# Relaxed phylogenetics and dating with confidence drummond

### Your IP has been blocked

AJ Drummond, MA Suchard, D Xie, A Rambaut Relaxed phylogenetics and dating with confidence. AJ Drummond, SYW Ho, MJ Phillips, A Rambaut. Keywords: Bayesian phylogenetic inference, molecular clock dating, MCMC, MrBayes et al., ; Thorne and Kishino, ; Drummond et al., ; Lepage et al., ). Both dating .. Relaxed phylogenetics and dating with confidence. Divergence time estimation, molecular dating methods, rate heterogeneity, review. INTRODUCTION . (Drummond & Rambaut, ). Cu rrent version. R () Relaxed phylogenetics and dating with confidence. submitted.

- We have detected suspicious activity from your IP address.
- Relaxed Phylogenetics and Dating with Confidence
- Background

Save the XML file as Heterochronous. Hit Run to start the analysis. The run should take about minutes. While waiting for your results, you can start preparing the XML file for the homochronous data. Analysing the results Load the file into Tracer to check mixing and the parameter estimates. Loading the log file into Tracer. First thing you may notice is that most of the parameters do have low ESS effective sample size below marked in red Figure This is because our chain did not run long enough.

However, the estimates we obtained with a chain of length 5'' are very similar to those obtained with a longer chain. Click on clockRate and then click on Trace to examine the trace of the parameter Figure The trace of the clock rate parameter. Note that even though the parameter has a low ESS, the chain appears to have passed the burn-in phase and seems to be sampling from across the posterior without getting stuck in any local optima.

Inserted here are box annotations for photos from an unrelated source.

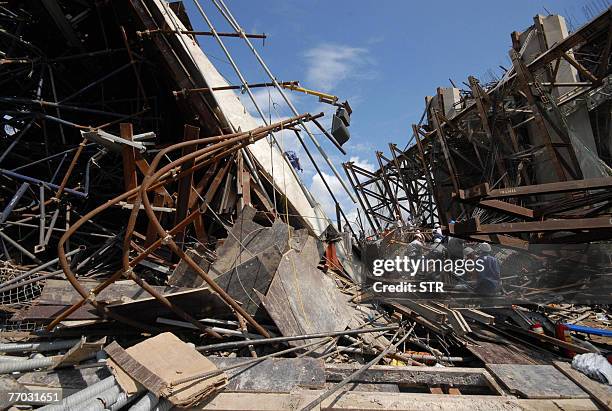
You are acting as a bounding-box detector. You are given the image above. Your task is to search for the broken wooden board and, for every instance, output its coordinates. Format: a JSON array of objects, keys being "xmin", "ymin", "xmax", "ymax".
[
  {"xmin": 105, "ymin": 333, "xmax": 227, "ymax": 407},
  {"xmin": 215, "ymin": 246, "xmax": 282, "ymax": 315},
  {"xmin": 210, "ymin": 219, "xmax": 291, "ymax": 276},
  {"xmin": 325, "ymin": 364, "xmax": 503, "ymax": 395},
  {"xmin": 17, "ymin": 367, "xmax": 111, "ymax": 398},
  {"xmin": 107, "ymin": 288, "xmax": 235, "ymax": 323},
  {"xmin": 260, "ymin": 239, "xmax": 353, "ymax": 346},
  {"xmin": 53, "ymin": 336, "xmax": 106, "ymax": 368},
  {"xmin": 168, "ymin": 244, "xmax": 210, "ymax": 288},
  {"xmin": 0, "ymin": 375, "xmax": 29, "ymax": 410},
  {"xmin": 466, "ymin": 341, "xmax": 545, "ymax": 365},
  {"xmin": 486, "ymin": 364, "xmax": 589, "ymax": 399},
  {"xmin": 36, "ymin": 280, "xmax": 180, "ymax": 305},
  {"xmin": 198, "ymin": 390, "xmax": 598, "ymax": 411},
  {"xmin": 207, "ymin": 357, "xmax": 325, "ymax": 392},
  {"xmin": 11, "ymin": 304, "xmax": 100, "ymax": 322},
  {"xmin": 553, "ymin": 361, "xmax": 612, "ymax": 411}
]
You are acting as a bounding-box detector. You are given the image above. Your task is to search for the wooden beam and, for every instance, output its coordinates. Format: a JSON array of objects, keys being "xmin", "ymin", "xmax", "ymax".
[
  {"xmin": 553, "ymin": 361, "xmax": 612, "ymax": 411},
  {"xmin": 449, "ymin": 216, "xmax": 612, "ymax": 234},
  {"xmin": 477, "ymin": 200, "xmax": 533, "ymax": 219},
  {"xmin": 174, "ymin": 124, "xmax": 200, "ymax": 251},
  {"xmin": 119, "ymin": 123, "xmax": 138, "ymax": 196}
]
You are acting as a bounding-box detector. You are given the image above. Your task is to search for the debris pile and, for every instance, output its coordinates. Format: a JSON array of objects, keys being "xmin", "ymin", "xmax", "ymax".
[{"xmin": 0, "ymin": 0, "xmax": 612, "ymax": 410}]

This is not a proof that the run is mixing well, however it gives us a good intuition that the parameter will have a good ESS value if we run the chain for longer. You should always examine the parameter traces to check convergence; a high ESS value is not proof that a run has converged to the true posterior. If you like, you can compare your results with the example results we obtained with identical settings and a chain of 30, Do the parameter traces look better?

Examine the posterior estimates for the becomeUninfectiousRate, samplingProportion and clockRate in Tracer. Do the estimates look realistic? Are they different from the priors we set and if so, how? The estimated posterior distribution for the becomeUninfectiousRate has a median of This is a lot more specific than the prior we set, which allowed for a much longer infectious period.

The estimates also agree with what we know about Influenza A. In this case there was enough information in the sequencing data to estimate a more specific becoming uninfectious rate.

If we had relied more on our prior knowledge we could have set a tighter prior on the becomeUninfectiousRate parameter, which may have helped the run to converge faster, by preventing it from sampling unrealistic parameter values.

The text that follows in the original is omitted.